Pacific Gas and Electric was ordered to shut down a gas pipeline after information surfaced about the safety of its welds.
"Our pipeline is safe," said PG&E spokesperson Brittany Chord.
"I wonder what the question would have, or answer would have been if you had asked them that the day before, if something happened in San Bruno," said San Carlos Mayor Bob Grassilli.
For PG&E, San Bruno is the fatal natural gas pipeline explosion that keeps giving the public utility more headaches.
This latest chapter began last week, when the city of San Bruno learned of an internal PG&E memo from an unnamed engineer who questioned a similar 3.8 mile line, running beneath Brittan Avenue.

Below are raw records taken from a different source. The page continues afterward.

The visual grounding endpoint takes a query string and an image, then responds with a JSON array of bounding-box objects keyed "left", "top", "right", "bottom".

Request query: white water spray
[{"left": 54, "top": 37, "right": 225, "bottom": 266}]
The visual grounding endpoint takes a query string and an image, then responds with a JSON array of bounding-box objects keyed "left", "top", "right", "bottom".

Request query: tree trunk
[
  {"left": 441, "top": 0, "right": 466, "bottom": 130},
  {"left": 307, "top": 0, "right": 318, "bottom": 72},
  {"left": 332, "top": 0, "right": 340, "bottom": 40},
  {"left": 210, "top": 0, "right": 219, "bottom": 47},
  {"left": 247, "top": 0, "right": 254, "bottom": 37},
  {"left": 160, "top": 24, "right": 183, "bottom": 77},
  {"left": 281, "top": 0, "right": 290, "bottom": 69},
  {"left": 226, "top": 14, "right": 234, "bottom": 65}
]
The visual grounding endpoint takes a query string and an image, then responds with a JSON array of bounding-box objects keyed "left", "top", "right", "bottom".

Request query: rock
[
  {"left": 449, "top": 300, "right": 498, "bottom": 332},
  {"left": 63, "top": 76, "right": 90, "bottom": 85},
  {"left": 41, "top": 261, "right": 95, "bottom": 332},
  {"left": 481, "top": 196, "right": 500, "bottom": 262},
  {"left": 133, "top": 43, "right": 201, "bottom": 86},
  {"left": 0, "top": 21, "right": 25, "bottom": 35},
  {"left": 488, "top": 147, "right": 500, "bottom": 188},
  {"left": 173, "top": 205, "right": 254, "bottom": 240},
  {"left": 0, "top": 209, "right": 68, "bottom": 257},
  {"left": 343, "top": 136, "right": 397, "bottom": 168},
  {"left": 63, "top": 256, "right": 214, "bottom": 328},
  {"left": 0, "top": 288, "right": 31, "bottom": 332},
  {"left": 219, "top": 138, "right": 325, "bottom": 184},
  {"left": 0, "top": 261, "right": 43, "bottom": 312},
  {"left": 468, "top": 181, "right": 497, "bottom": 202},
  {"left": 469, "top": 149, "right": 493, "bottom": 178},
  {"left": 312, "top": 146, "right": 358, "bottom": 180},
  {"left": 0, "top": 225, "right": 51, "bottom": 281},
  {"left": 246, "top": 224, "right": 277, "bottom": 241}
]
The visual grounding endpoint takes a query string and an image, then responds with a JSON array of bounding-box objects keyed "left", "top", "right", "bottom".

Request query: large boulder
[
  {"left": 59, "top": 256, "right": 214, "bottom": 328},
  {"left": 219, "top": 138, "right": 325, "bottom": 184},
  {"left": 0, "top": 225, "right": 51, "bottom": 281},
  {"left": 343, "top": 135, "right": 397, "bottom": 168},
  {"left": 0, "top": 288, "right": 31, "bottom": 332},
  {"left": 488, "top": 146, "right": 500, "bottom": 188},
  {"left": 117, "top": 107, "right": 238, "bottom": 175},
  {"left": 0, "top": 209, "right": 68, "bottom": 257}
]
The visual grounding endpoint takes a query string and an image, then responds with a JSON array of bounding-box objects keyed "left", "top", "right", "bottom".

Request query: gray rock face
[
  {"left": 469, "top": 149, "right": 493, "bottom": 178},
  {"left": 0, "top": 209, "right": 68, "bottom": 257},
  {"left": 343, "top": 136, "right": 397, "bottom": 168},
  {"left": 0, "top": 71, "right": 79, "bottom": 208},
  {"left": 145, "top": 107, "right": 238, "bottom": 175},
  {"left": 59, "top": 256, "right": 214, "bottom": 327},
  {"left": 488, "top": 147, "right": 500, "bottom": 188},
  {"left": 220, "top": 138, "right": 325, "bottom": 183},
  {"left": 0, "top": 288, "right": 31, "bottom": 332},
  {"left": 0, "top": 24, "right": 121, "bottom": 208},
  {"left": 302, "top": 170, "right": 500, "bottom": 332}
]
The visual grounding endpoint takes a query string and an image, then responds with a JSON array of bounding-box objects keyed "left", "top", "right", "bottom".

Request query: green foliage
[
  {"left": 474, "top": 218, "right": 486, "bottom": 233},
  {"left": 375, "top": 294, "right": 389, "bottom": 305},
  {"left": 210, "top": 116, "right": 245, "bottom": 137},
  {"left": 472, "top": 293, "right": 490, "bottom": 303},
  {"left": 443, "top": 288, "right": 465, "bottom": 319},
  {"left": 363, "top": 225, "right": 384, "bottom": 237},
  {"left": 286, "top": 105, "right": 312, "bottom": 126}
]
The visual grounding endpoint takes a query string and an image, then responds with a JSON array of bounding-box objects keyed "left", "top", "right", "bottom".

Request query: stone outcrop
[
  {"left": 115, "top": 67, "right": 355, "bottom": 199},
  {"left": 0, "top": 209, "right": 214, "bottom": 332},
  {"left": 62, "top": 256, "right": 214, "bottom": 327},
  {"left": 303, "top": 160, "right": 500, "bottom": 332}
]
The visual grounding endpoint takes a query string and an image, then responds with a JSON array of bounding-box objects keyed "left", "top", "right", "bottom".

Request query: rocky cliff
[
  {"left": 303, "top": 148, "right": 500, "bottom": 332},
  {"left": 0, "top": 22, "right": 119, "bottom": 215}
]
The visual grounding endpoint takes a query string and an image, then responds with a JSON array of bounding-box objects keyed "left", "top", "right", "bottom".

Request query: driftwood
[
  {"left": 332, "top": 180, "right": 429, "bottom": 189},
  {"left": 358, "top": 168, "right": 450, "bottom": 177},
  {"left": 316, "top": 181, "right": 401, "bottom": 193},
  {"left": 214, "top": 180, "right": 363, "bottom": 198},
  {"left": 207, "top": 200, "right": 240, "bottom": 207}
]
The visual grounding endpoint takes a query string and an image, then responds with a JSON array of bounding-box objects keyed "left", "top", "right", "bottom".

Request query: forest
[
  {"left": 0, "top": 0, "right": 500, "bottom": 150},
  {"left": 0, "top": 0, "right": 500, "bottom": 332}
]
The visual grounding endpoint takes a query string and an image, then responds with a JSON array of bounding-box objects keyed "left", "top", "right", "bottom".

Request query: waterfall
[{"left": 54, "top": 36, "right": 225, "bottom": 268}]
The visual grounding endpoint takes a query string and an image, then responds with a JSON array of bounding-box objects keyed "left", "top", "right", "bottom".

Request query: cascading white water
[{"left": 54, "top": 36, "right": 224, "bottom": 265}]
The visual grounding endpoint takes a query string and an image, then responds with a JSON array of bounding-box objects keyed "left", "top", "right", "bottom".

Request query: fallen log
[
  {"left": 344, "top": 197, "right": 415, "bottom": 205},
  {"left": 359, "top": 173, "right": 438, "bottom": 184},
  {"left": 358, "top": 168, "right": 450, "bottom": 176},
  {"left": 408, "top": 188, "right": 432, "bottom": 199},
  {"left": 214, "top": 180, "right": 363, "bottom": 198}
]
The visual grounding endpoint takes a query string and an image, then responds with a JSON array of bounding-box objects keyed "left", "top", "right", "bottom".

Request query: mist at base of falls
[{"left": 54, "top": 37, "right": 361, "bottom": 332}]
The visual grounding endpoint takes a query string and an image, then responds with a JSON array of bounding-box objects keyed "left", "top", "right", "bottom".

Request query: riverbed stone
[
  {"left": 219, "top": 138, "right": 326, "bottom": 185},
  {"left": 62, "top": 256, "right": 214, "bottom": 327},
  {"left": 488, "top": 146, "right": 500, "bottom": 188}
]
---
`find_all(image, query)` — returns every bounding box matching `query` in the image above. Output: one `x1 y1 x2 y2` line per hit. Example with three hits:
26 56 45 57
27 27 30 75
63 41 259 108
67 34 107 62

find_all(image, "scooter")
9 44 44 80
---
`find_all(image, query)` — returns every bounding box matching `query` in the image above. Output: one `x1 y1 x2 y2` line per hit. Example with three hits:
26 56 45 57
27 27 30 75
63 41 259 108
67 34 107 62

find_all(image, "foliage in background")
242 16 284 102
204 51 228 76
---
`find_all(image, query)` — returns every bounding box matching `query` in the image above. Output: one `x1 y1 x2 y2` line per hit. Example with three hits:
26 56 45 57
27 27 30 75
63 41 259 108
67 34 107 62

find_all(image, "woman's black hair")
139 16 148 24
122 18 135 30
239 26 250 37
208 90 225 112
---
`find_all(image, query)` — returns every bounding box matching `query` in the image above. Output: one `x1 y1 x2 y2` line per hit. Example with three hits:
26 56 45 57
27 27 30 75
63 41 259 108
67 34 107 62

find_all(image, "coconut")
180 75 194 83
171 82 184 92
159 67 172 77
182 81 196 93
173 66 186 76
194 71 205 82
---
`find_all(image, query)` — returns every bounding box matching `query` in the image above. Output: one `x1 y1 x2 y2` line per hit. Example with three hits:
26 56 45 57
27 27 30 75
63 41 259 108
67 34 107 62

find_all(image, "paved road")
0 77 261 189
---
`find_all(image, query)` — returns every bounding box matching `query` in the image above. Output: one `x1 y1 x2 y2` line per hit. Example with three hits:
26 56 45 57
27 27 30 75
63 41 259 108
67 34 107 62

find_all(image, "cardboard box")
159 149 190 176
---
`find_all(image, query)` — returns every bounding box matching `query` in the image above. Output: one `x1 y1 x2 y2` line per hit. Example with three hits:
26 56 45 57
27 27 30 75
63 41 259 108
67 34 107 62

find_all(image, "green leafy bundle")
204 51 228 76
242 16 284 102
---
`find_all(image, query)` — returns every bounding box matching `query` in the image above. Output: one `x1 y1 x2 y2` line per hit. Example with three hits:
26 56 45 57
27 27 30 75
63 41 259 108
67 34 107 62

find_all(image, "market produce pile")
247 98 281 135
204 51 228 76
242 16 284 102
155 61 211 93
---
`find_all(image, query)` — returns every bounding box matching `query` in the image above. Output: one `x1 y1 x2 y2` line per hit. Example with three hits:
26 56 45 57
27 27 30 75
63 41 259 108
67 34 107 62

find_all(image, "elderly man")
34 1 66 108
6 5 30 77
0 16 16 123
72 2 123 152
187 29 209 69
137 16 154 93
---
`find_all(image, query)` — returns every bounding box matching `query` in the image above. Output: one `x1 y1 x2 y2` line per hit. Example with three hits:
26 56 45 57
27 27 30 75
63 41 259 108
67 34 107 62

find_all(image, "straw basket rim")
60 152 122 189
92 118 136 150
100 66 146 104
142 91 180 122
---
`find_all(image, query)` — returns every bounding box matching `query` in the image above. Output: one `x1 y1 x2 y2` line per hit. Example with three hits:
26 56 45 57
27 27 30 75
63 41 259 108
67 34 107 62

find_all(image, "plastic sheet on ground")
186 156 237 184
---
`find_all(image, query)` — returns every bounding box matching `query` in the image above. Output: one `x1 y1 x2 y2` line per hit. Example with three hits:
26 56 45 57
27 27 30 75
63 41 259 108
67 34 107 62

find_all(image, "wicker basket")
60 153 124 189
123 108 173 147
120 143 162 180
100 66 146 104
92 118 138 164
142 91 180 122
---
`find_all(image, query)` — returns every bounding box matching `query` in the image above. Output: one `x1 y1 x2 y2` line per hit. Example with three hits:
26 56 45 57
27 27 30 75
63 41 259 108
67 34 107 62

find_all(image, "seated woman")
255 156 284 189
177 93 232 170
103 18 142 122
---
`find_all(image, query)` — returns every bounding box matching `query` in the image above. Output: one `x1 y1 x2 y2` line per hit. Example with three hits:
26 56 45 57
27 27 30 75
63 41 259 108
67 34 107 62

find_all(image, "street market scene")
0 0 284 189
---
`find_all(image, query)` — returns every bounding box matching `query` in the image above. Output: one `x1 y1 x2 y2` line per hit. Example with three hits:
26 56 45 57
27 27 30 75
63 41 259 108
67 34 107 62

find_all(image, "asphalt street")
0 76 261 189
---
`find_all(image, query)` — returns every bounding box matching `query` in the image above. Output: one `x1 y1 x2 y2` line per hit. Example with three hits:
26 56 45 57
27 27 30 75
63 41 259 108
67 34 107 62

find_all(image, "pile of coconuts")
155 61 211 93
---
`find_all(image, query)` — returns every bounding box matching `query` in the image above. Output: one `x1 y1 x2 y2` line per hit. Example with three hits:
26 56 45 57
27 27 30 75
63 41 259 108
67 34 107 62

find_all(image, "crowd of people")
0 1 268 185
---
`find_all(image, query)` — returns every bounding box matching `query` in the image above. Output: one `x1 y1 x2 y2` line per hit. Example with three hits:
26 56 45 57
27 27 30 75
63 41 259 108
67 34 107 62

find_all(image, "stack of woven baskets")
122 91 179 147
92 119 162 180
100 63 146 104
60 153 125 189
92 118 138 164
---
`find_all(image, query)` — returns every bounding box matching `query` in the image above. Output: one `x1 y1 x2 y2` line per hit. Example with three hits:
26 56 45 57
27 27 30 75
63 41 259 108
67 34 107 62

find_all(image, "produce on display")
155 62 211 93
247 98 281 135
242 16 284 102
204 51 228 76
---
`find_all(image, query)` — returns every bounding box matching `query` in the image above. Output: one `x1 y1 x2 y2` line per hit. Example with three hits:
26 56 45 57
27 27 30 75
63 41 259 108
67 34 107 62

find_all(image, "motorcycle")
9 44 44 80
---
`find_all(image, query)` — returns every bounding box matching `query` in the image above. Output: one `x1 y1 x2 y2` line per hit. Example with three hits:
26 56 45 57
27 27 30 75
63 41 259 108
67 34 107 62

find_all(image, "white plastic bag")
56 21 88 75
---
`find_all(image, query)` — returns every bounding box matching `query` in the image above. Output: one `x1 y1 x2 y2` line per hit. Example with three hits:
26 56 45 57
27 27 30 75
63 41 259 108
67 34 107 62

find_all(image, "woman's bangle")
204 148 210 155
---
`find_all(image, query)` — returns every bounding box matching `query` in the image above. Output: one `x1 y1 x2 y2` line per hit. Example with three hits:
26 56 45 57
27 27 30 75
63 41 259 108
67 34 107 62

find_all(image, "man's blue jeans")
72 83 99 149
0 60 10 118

The city responded by declaring a threatened state of emergency, then went to court and forced PG&E to depressurize the line. That process began over the weekend, and concluded Monday afternoon. But the debate continues.
"Well, the pipeline was hydro-tested in September of 2011. So, this email was about a year later -- after a leak was found and repaired on this pipeline," said Chord.
"Where is the test to confirm the test?" asked San Carlos City Manager Jeff Maltbie.
"We commissioned a metallurgical report after the employee's email was sent. That metallurgical report found that the pipeline, in addition to the hydrostatic pressure test, was operating safely," said Chord.
"How can they claim that it's safe if they don't even know what they have in the ground?" asked Maltbie.
With the line pressured down, the neighborhood is safe. And, PG&E has rerouted gas into homes using other main lines. It says service will not be disrupted to customers.